Das vielsagende Schweigen in Istanbul

Immer mehr Demonstranten folgen dem Beispiel eines Tänzers und protestieren stumm gegen die Regierung und die Polizeigewalt.

Istanbul. Die junge Frau auf dem Taksim-Platz in Istanbul steht mit dem Gesicht zur schweigenden Menge. An ihrem Äußeren dürften konservative Türken einiges auszusetzen haben. Sie trägt ein Kleid mit Ausschnitt, das deutlich über den Knien endet. Über den Turnschuhen prangt am linken Knöchel ein buntes Tattoo.

Ihren Mitdemonstranten hält sie ein Schild mit der Aufschrift „Boyun Egme“ entgegen — „Beugt Euch nicht“. Allein am Dienstagabend sind dieser Aufforderung trotz der jüngsten Polizeigewalt mehrere hundert Türken gefolgt, vielleicht tausend.

Sie alle haben sich von der in der Türkei neuen Protestform „Duran Adam“ („Stehender Mann“) inspirieren lassen, die erst 24 Stunden zuvor der türkische Choreograph und Tänzer Erdem Gündüz geprägt hatte.
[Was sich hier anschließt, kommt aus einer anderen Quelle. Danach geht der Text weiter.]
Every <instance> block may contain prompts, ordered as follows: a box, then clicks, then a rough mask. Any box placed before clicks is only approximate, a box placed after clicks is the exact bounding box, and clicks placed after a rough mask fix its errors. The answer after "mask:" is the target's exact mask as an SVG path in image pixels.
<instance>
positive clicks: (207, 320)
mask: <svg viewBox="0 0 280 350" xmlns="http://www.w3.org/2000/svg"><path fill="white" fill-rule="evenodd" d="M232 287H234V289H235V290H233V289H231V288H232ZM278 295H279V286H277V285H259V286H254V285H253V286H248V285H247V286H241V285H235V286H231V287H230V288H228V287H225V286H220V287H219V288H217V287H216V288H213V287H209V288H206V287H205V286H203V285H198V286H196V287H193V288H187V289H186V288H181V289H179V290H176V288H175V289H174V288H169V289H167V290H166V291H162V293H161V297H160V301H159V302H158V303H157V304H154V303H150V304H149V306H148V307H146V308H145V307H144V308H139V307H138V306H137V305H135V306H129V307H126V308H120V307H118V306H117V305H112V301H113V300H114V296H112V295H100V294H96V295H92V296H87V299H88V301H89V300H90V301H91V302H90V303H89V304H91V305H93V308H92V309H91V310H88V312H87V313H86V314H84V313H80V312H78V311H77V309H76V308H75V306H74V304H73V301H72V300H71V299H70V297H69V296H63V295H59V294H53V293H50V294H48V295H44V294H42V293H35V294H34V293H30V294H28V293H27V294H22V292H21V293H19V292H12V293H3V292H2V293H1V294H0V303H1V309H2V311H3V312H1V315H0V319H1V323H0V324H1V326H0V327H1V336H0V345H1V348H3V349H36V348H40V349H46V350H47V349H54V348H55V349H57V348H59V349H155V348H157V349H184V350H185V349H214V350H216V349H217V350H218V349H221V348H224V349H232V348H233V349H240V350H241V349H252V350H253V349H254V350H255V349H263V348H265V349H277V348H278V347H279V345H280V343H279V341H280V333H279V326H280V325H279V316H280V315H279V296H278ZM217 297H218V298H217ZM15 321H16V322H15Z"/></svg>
Auf dem Taksim-Platz im Herzen der Millionenmetropole Istanbul, der sonst alles andere als still ist, verbreiten die schweigenden Demonstranten eine fast surreale Stimmung — die auch auf Unbeteiligte ergreifend wirkt. Touristen und Passanten bleiben stehen und fotografieren die Demonstranten.

Stumm können die Demonstranten ihre Kritik an Regierung und Polizei vielleicht noch besser zum Ausdruck bringen, als wenn sie Parolen skandierten. Die Polizei hält sich zurück, auch wenn die gefürchteten Wasserwerfer bereitstehen. Die Sicherheitskräfte beobachten die Demonstranten nur. Ein junger Mann hält sein Smartphone vor sich, auf dessen Bildschirm er die rote Flagge mit dem weißen Halbmond und Stern geladen hat.

Eine schweigende Frau hat sich einen Zettel an die Kleidung geheftet, auf dem steht: „Das vereinte Volk kann niemals besiegt werden.“ Allerdings: Vereint sind die Türken eben nicht, wie die Massenkundgebungen von Anhängern von Ministerpräsident Recep Tayyip Erdogan am vergangenen Wochenende gezeigt haben.

Die Proteste haben die Türkei zu einem zutiefst gespaltenen Land gemacht. Zumindest auf dem Taksim-Platz kann das aber leicht in Vergessenheit geraten — dort herrscht ein Gefühl der Zusammengehörigkeit.